On Feb 5th, 2016, my teammate Daniela Galindo and I performed the pulley lab activity together using Lego robots. Our goals of the experiment was to study and understand the relationships between acceleration and mass with a fixed force, and between acceleration and force with a fixed mass. And most importantly, to explore the Newton’s Second Law of Motion, i.e. Force=mass x acceleration(F=ma).

We began the experiment by installing the battery of the robot, and connected it with the pulley and computer. Then we measured the height of the pulley from the base to the top using a ruler, which was 33 centimeters. After that, we launched the file provided by our instructor on the Labview, and we actually performed the experiment based on two different scenarios.

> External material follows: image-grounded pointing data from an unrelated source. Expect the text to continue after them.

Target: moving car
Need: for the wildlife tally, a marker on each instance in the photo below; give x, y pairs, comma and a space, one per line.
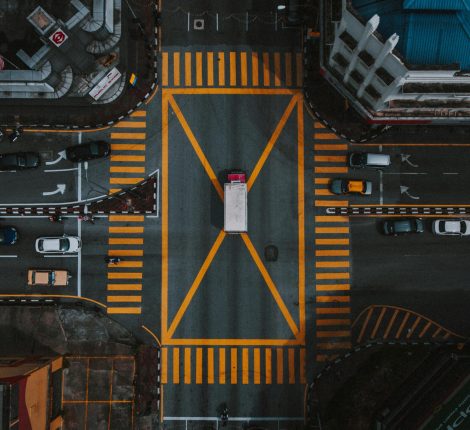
350, 186
58, 245
48, 277
8, 235
451, 227
19, 161
359, 160
88, 151
396, 227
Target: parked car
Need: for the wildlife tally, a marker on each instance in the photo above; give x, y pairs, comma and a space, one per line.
19, 161
58, 245
350, 186
88, 151
451, 227
8, 235
396, 227
48, 277
359, 160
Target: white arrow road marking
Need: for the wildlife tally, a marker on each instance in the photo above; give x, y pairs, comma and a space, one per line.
404, 190
60, 189
61, 157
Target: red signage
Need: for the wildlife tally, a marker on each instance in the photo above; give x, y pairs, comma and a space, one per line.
58, 37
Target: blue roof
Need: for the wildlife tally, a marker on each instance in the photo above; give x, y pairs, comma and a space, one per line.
431, 31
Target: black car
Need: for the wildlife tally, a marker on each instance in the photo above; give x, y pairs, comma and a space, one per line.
8, 235
19, 160
396, 227
88, 151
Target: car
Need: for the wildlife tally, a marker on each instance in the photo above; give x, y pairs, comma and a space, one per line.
451, 227
88, 151
19, 161
58, 244
8, 235
350, 186
396, 227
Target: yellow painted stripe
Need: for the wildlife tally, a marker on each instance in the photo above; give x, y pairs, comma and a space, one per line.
327, 218
125, 241
125, 229
254, 69
165, 69
118, 310
198, 365
120, 299
176, 365
338, 275
332, 252
222, 368
330, 158
326, 147
130, 124
279, 366
333, 321
331, 241
298, 65
116, 158
129, 181
266, 80
127, 147
187, 69
256, 366
245, 366
128, 264
324, 230
243, 69
221, 66
333, 310
126, 218
277, 69
210, 69
334, 299
332, 287
131, 136
199, 68
127, 169
233, 68
327, 169
332, 203
210, 365
124, 275
332, 264
141, 113
233, 365
187, 365
124, 287
268, 366
288, 61
176, 69
126, 252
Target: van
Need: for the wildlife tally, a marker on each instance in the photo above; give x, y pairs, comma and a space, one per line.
48, 277
359, 160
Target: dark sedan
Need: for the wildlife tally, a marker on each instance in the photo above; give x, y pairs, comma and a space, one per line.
19, 161
88, 151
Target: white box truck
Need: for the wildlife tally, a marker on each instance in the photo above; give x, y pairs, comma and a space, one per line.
235, 203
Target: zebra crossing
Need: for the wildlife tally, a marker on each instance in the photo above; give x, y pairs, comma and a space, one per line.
332, 253
232, 365
232, 69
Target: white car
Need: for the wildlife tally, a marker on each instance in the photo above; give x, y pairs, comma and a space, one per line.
58, 245
451, 227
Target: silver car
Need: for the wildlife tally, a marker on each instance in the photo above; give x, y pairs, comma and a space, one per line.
451, 227
58, 245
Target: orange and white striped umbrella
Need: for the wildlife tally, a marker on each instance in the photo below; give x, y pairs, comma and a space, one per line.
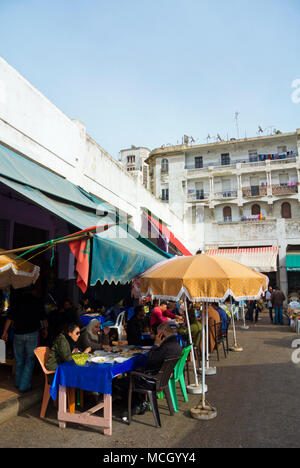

In the first scenario, we set the power on the program to be 60, and had the pulley to lift mass of 0.24kg object for 33 centimeters . We recorded time and acceleration from the computer, and then we repeat the experiment four more times using mass of 0.2kg, 0.15kg,0.1kg and 0.05kg. Following are the data and graph constructed for Scenario One.

 

 

We were expecting the acceleration to be varied with mass when we had the fixed amount of power. The data above shows the fact clearly, for examples, when mass is 0.24kg, acceleration is 18.2436 rpm/s, and when mass is 0.2kg, acceleration is 22.6958 rpm/s . Also, from the graph, after displaying the horizontal axis to be the mass and the vertical axis to be the acceleration. We see the red straight line on the graph indicating an inverse relationship between acceleration and mass. Namely, as the mass of the lifted objects increases, the acceleration decreases.

On the other hand, we did the scenario two with power levels of 50, 60, 66, 75 and 90, while had the pulley lifting a fixed amount of 0.24kg objects for all of the difference power levels. And here are the data and graph for the scenario two.

 

In the scenario two, we again got the result as we expected. The accelerations varied as we changed the level of powers, and we could see the results from the data as well. Furthermore, I displayed five difference power levels on the horizontal axis along with five difference accelerations on the vertical axis. And on the graph, we see as the value of the power increases, the acceleration also increases. Also, the red straight line on the graph indicates a positive linear relationship between accelerations and powers.

In conclusion, we concluded the force is indeed a function of mass and acceleration since two scenarios both supported the it. And the Newton’s second Law of Motion is true from the results of the experiment.